Many relatives spend hundreds of dollars each year to decorate the headstones and graves of their departed beloved. With so many vibrant colors, the place looks like a flower garden.

Yet in a year, all of this loveliness will fade and will be tossed into the trash pile, the graves cleaned, and new adornments added for another year. It is tradition. It is a link between past, present, and future. Those living now can expect their resting places to be covered in floral creations (live or artificial) far into the future.

I decided to take a photo of some of the old stones, weathered, words erased, that dominate one section of the land. It occurred to me that these burial markers were once well known by the individuals left behind their family members.
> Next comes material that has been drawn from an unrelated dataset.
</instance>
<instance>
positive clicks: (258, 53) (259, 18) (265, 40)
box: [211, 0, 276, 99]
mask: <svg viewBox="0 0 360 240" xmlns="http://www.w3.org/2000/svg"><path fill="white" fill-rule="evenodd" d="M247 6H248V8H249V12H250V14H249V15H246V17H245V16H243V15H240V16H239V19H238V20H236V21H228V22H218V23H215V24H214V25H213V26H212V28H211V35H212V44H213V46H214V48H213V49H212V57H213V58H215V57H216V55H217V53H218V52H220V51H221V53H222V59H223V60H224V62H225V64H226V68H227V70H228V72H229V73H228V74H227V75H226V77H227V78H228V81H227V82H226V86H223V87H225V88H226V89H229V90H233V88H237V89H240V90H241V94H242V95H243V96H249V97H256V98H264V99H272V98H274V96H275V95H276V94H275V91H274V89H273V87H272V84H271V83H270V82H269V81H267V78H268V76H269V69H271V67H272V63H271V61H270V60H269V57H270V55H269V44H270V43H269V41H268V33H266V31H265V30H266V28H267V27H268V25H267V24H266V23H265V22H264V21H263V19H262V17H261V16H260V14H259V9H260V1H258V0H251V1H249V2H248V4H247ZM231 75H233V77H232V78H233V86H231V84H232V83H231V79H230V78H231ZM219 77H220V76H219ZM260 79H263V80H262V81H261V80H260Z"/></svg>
Once upon a time, someone knew exactly who was buried at each stone marker. But the people who died and the people who knew and loved them have all faded into oblivion. All that remains are well shaped rocks, worn down through decades of weathering until nothing recognizable remains in many cases.

Perhaps it’s the writer in me, but I know that each one of those markers which shows the resting place of an individual also marks a life that was full of love, adventures, stories, hopes, dreams, and an end. How many love stories are buried beneath those stones? How many Civil War heroes? Who were the brothers, sisters, husbands, wives, children, and grandparents which settled this area so long ago that their presence was felt in the building of a family and community through generations, but their names no longer known?

There was an occasional flower bunch pressed into the soil in front of a stone. I prefer them standing stark in the midst of more recent graves as a reminder to us all that time passes, memories fade, and the importance of a life is if they made their peace with God, if they loved well, and if they made a difference in their time here on this planet.

When I pass, I don’t even care if my name appears carved into stone to mark my grave. I would prefer a ledger stone that would read, “Any good thing that I may do for any living creature, let me do it now. Let me not defer or neglect it, for I shall not pass this way again.”